Évariste Galois picture Évariste Galois · Nov 25, 2010 · Viewed 9k times · Source

We're using MySQL to store schemaless data (see: Using a Relational Database for Schemaless Data for the solution inspired by how FriendFeed uses MySQL to store schemaless data).

One big table holds all entities for our application:

CREATE TABLE entities (
  added_id INT UNSIGNED NOT NULL AUTO_INCREMENT PRIMARY KEY
, id BINARY(16) NOT NULL
, body MEDIUMBLOB
, UNIQUE KEY (id)
) ENGINE=InnoDB ;

A few details:

  • The only required property of stored entities is id, a 16-byte UUID. The rest of the entity is opaque to the database. We can change the "schema" simply by storing new properties in the body.

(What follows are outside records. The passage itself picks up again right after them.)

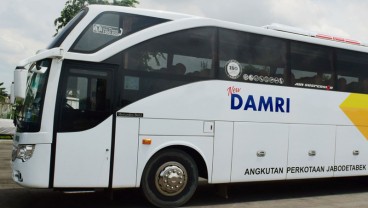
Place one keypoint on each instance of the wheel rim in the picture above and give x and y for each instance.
(171, 178)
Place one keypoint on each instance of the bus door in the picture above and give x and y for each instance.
(84, 126)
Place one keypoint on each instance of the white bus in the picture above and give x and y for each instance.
(127, 97)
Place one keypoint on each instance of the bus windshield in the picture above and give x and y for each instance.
(29, 115)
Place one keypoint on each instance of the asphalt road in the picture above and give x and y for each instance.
(326, 193)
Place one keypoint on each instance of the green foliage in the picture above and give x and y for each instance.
(72, 7)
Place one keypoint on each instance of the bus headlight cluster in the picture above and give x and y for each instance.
(24, 152)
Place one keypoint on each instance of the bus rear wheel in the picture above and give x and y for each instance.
(170, 178)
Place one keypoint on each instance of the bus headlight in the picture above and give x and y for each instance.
(24, 152)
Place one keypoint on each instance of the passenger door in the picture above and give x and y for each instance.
(84, 126)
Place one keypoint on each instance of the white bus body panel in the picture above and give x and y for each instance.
(169, 132)
(311, 146)
(259, 151)
(126, 152)
(222, 152)
(348, 141)
(35, 172)
(202, 144)
(83, 158)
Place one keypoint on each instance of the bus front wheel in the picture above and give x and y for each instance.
(170, 178)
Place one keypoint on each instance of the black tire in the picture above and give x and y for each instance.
(182, 180)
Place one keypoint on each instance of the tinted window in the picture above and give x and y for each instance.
(109, 27)
(86, 98)
(311, 66)
(352, 71)
(167, 61)
(252, 58)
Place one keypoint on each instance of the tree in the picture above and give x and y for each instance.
(72, 7)
(3, 94)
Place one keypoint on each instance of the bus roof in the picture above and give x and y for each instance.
(275, 30)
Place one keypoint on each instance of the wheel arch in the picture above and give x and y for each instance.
(196, 154)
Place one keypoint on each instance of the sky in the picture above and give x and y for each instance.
(28, 25)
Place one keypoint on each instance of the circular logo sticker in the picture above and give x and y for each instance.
(233, 69)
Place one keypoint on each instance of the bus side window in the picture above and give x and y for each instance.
(351, 69)
(262, 59)
(86, 100)
(311, 66)
(167, 61)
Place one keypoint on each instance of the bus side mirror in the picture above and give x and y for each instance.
(20, 82)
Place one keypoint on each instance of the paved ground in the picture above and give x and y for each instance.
(327, 193)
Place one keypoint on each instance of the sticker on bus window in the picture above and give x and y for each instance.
(265, 79)
(107, 30)
(131, 83)
(233, 69)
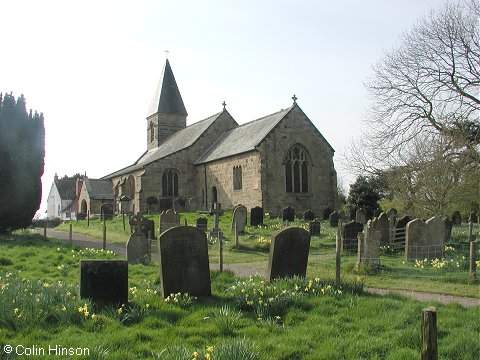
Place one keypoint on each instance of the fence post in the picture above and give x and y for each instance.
(338, 248)
(429, 334)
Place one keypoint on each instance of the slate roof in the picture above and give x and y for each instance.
(99, 189)
(167, 98)
(179, 140)
(66, 188)
(243, 138)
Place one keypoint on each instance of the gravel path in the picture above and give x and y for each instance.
(259, 268)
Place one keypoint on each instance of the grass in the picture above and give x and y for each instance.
(254, 245)
(245, 318)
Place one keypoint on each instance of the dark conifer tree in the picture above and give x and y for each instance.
(22, 152)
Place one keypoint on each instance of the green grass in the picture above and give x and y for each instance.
(302, 321)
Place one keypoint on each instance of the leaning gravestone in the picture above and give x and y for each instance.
(183, 261)
(168, 219)
(105, 282)
(333, 219)
(448, 228)
(473, 217)
(288, 214)
(456, 218)
(416, 240)
(309, 215)
(239, 218)
(314, 228)
(349, 235)
(361, 216)
(435, 237)
(202, 224)
(256, 216)
(383, 225)
(288, 253)
(138, 246)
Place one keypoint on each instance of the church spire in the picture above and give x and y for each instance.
(167, 98)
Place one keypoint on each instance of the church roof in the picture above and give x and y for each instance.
(179, 140)
(243, 138)
(167, 98)
(99, 189)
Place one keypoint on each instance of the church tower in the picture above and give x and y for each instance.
(167, 113)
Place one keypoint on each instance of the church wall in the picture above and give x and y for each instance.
(220, 174)
(296, 128)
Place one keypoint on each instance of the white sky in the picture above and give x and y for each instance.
(92, 66)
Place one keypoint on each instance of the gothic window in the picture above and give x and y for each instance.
(237, 178)
(170, 183)
(296, 170)
(152, 131)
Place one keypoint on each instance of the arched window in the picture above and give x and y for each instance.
(152, 131)
(237, 178)
(170, 183)
(296, 170)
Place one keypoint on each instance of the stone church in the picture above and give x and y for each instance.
(276, 161)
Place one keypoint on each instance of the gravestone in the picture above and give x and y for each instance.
(138, 246)
(333, 219)
(239, 217)
(309, 215)
(383, 225)
(192, 204)
(416, 240)
(448, 228)
(168, 219)
(403, 221)
(288, 214)
(473, 217)
(456, 218)
(105, 282)
(361, 216)
(256, 216)
(349, 235)
(202, 224)
(314, 228)
(288, 253)
(435, 238)
(183, 261)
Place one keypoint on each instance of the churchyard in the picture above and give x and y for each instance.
(227, 316)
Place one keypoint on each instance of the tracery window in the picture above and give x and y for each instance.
(237, 178)
(296, 170)
(170, 183)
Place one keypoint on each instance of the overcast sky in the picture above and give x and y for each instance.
(92, 66)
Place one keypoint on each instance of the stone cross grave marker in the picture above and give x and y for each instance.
(239, 218)
(168, 219)
(105, 282)
(435, 237)
(350, 235)
(416, 240)
(456, 218)
(309, 215)
(288, 253)
(288, 214)
(183, 261)
(202, 224)
(314, 228)
(361, 216)
(333, 219)
(138, 246)
(256, 216)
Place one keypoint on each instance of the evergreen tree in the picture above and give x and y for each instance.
(22, 152)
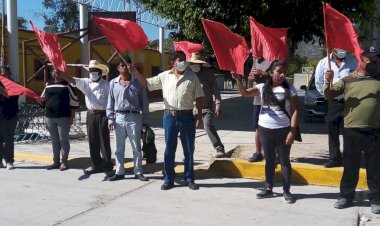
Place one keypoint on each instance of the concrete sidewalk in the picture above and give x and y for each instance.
(226, 196)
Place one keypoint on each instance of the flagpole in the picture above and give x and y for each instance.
(327, 49)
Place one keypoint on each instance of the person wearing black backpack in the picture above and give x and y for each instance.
(278, 122)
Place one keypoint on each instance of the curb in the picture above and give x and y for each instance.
(301, 173)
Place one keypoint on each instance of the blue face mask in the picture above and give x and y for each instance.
(340, 53)
(181, 66)
(94, 76)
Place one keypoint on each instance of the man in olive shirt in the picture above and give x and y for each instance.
(180, 89)
(361, 127)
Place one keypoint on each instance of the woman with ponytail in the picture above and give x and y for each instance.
(276, 128)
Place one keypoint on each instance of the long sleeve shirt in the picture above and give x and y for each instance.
(178, 93)
(348, 65)
(361, 104)
(132, 97)
(210, 89)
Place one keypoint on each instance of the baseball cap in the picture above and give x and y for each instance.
(370, 51)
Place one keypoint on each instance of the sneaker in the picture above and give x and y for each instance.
(266, 193)
(220, 154)
(256, 157)
(343, 203)
(375, 207)
(64, 166)
(289, 198)
(331, 164)
(10, 166)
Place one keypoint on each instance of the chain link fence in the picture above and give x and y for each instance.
(31, 125)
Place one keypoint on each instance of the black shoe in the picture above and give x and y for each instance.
(288, 198)
(375, 207)
(141, 177)
(266, 193)
(332, 163)
(220, 154)
(256, 157)
(167, 186)
(343, 203)
(53, 166)
(192, 186)
(116, 177)
(92, 170)
(64, 166)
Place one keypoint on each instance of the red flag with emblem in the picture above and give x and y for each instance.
(187, 48)
(50, 46)
(122, 34)
(268, 43)
(231, 49)
(14, 89)
(340, 32)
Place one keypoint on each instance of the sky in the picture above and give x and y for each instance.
(33, 10)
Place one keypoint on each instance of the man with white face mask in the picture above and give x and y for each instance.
(210, 88)
(96, 90)
(180, 89)
(342, 64)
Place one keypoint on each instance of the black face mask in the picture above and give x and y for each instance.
(371, 69)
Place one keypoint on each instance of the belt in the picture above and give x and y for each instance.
(127, 112)
(339, 99)
(95, 111)
(178, 112)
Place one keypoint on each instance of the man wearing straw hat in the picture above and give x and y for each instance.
(96, 90)
(210, 89)
(342, 64)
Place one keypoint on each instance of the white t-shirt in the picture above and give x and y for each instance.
(272, 117)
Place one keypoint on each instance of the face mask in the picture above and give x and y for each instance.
(181, 66)
(195, 68)
(278, 78)
(94, 76)
(340, 53)
(371, 69)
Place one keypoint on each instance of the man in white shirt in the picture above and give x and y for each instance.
(342, 64)
(180, 89)
(96, 91)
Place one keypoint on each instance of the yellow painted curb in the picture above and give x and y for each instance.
(301, 173)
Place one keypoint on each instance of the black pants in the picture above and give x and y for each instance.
(99, 140)
(7, 132)
(273, 140)
(356, 141)
(334, 121)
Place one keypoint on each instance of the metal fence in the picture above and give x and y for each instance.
(31, 125)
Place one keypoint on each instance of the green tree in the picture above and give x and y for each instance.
(303, 17)
(64, 16)
(21, 21)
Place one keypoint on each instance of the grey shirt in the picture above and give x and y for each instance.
(131, 97)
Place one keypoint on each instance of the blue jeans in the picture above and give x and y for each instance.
(59, 129)
(185, 125)
(128, 125)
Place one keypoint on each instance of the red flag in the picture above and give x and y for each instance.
(187, 48)
(122, 34)
(231, 49)
(14, 89)
(269, 43)
(339, 32)
(50, 46)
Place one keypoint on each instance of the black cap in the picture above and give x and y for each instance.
(370, 51)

  • The added_id column is present because InnoDB stores data rows physically in primary key order. The AUTO_INCREMENT primary key ensures new entities are written sequentially on disk after old entities, which helps for read/write locality (new entities are read more frequently than old entities).

  • Our database stores our schemaless data in the body. <- This is the topic of this question.

  • Plenty of other interesting details, like "reaching into" the body data to build asynchronous materialized views (indexes are just tables that are built offline), but they're not relevant to the current discussion...

How should we be serializing the structured data (key-value pairs) in the body?

JSON or BSON would be simple, since the field names are repeated for each row. This gives it an advant­age in flex­ib­il­ity but also a big dis­ad­vant­age in space ef­fi­ciency (a per-row over­head for field names in the seri­al­ized data). We're trying to keep things in memory, and minimizing both memory and network footprint is important here. The more records we can fit in the same space, the faster our queries will be. We prefer relatively long, descriptive field names, and shortening them to make my database faster is wrong!

In the end, JSON/BSON is unworkable for our purposes, unless we get more complex and map small keys to more descriptive keys in the application driver that talks to the database. Which got us thinking...

Although our database is schemaless, in reality: 1) there aren't too many different kinds of entities, 2) versions of the same kind of entity don't change often, and 3) when they do change, it's usually just to add another field. JSON/BSON have no native support for versioning.

Protocol Buffers and Thrift are much more sophisticated when it comes to versioning and data definition changes. Both Thrift and Protocol Buffers are great candidates for serializing data into databases, and Thrift is designed so that the encoding format is extensible.

Protocol Buffers look like a great choice for serializing data in a schemaless database.

CouchDB and MongoDB (the two most popular schemaless databases?) use JSON and BSON respectively, but we can't find anything about using something more advanced, like Protocol Buffers, as a serialization format for storing schemaless data. There are products that store a specific language's version of objects (ie. storing Java's Externalizable objects in a datagrid, or doing NoSQL with MySQL in Ruby), but these are a pain (try accessing them from other platforms, or even from MySQL itself, and forget about versioning).

Is anyone storing the more interoperable Protocol Buffers in their database, or some other advanced serialization format in their schemaless database? This is a question of whether there are other options besides straightforward per-row serialization of JSON/BSON/XML, or serializing a specific language's objects. Is it even feasible? Are we missing something? sorry for the stream of consciousness style narrative!

Answer

Jeremiah Peschka picture Jeremiah Peschka · Nov 30, 2010

As you found out, MongoDB and CouchDB have strong opinions about how you store your data. If you're looking for a storage agnostic approach, you'll want to do something like @Joshua suggests and look at Cassandra or HBase. Even these two datastores have opinions about how data should be stored (they're both based on Google's Bigtable) and store data in column families.

Riak uses protocol buffers as one method of serializing data from your application into the datastore. It might be worth checking out to see if it fits your needs. It looks like you're largely planning to do single key lookups, so Riak may be a strong contender for your solution.